There’s no guarantee that home prices will fall, but runaway price increases are expected to slow to a walk. The National Association of Realtors forecasts that year-over-year existing home prices will rise 4% in the first quarter of 2023, down from 15.3% in the first quarter of 2022. Our partners cannot pay us to guarantee favorable reviews of their products or services. Just so we’re clear, a recession means the gross domestic product (GDP) has been down for two quarters in a row. But it’s not officially a recession until the National Bureau of Economic Research says it is—and they haven’t yet.

You want to make sure your investments are spread across multiple industries and areas so that if one industry or area experiences a decline, one investment decision doesn’t sink your entire portfolio. Before you start to make a plan for a recession, consider what your finances look like right now. Recessions can be an emotional and stressful time, especially when it comes to your investments.

Before we discuss the solutions, we must understand the problems that recessions cause. Several dangers are inherent to a recession and threaten your financial stability. So, if you’re like me and have a bunch of old courses sitting in your inbox, go through them, and see what’s relevant and which skills you can build upon. There are plenty of other websites where you can sell your used goods for cash like books, clothes, and phones. If you have extra space in your home, house hacking can boost your income while reducing household expenses. On average, a recession happens every six years and typically lasts ten months.
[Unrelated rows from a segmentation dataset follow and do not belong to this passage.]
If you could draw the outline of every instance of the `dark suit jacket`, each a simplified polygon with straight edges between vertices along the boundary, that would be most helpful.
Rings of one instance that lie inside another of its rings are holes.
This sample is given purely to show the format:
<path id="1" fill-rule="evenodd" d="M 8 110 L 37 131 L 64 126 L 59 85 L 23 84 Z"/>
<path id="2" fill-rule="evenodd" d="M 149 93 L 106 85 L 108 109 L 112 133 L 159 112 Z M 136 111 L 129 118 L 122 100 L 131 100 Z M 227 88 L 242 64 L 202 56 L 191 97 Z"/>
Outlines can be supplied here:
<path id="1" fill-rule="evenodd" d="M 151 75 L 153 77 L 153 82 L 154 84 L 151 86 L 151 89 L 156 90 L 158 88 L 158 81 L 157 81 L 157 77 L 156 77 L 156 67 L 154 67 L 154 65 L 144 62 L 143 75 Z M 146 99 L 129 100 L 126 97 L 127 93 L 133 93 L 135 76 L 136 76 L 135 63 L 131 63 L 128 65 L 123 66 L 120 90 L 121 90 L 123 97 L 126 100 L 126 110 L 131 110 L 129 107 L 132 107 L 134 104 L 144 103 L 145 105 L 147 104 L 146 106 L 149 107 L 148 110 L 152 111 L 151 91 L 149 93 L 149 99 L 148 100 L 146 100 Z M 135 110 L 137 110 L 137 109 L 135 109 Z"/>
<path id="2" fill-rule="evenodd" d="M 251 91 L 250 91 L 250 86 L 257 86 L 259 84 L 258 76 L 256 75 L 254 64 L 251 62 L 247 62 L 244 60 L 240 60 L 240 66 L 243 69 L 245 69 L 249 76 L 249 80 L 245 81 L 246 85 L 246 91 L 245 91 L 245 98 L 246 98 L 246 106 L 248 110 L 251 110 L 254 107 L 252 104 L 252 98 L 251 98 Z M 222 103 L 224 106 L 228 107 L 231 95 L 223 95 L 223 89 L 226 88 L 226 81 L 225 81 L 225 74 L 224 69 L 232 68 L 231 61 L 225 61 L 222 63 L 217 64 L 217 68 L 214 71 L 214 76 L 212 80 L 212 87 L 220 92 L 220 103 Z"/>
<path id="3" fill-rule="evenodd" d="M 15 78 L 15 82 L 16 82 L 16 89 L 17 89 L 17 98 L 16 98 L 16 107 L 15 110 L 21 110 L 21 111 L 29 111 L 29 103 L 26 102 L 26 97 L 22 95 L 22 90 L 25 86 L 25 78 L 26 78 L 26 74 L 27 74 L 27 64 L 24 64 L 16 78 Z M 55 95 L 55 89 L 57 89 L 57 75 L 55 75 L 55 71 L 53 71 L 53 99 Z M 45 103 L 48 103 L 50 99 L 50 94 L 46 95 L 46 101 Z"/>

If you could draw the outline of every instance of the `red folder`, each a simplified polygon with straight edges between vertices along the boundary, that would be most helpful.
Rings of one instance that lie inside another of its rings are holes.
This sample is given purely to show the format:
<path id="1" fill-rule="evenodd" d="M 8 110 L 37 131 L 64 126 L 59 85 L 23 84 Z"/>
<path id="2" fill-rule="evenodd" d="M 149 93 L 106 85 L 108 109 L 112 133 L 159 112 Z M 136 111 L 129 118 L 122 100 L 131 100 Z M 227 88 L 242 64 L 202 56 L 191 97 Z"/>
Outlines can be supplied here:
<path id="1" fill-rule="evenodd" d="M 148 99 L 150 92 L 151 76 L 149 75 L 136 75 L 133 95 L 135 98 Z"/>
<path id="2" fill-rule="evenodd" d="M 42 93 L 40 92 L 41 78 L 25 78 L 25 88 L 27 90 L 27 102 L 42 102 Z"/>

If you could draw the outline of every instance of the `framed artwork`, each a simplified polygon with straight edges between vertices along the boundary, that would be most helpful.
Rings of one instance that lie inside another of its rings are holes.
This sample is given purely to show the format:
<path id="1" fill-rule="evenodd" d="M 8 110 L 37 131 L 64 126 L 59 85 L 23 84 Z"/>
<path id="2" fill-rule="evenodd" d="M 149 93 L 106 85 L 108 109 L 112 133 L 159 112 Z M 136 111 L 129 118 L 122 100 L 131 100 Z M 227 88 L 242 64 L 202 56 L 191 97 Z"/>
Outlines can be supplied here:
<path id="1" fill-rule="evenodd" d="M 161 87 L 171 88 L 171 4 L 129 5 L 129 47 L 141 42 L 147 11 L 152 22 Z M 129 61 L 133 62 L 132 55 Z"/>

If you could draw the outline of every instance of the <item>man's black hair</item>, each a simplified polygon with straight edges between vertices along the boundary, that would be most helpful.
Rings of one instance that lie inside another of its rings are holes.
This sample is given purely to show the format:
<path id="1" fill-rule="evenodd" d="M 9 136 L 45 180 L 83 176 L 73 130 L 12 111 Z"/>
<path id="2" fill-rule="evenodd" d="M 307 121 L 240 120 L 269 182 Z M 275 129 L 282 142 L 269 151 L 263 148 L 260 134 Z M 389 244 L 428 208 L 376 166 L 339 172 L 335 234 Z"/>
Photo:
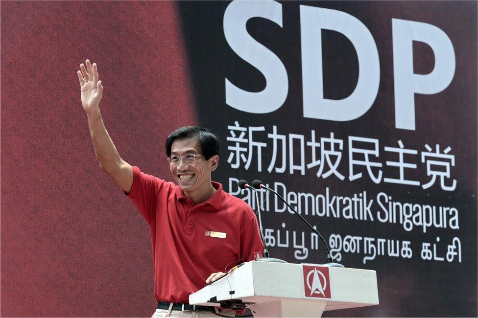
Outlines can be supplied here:
<path id="1" fill-rule="evenodd" d="M 219 137 L 211 133 L 209 129 L 197 126 L 187 126 L 180 127 L 171 133 L 166 139 L 166 154 L 171 156 L 171 146 L 176 139 L 182 138 L 194 138 L 197 140 L 201 153 L 204 159 L 208 160 L 215 155 L 219 155 L 220 145 Z"/>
“This default wave will lead us to this next recession. I see lending getting tighter and capital getting restricted in the economy so that the default wave begins,” he said. Investing during a recession can be a tricky experience, as the market can be highly volatile. The key here is to stay focused on your long-term plan and the better days ahead once the market turns around. An important piece of advice to remember is to keep your emotions from influencing your financial decision-making.

But bolstering your finances when you have the money to do so can soften the blow when a downturn develops. “Each recession is a little different, but history has a way of repeating itself,” he says. “I always remind my clients not to think in terms of ‘this time is different’,” and he discourages them from trying to time the market. “[Fixed-rate] debt is anchored to inflation when it wasn’t high, but your other expenses are higher. It’s a little bit of a steal to pay down your debt in this context,” Zimmerman said.

“You are taking assets that are simply depreciating in value to make a buck and clean your house at the same time,” Zimmerman said. “A lot of folks have a lot of stuff sitting around, and if you have something of value, you can almost always sell it.” “This is the time for a part-time job or a hobby you want to turn into something more. There is a ton of value in having multiple income streams when there is uncertainty,” Zimmerman said. If you want to invest in sectors more resistant to recessions, gold and commodities like alcohol tend to be relatively safe, according to Zimmerman. Loans with fixed interest rates, like student debt or mortgages, are typically less onerous. Make a spreadsheet of your spending or use a budgeting program like Mint to organize and reduce your recurring costs.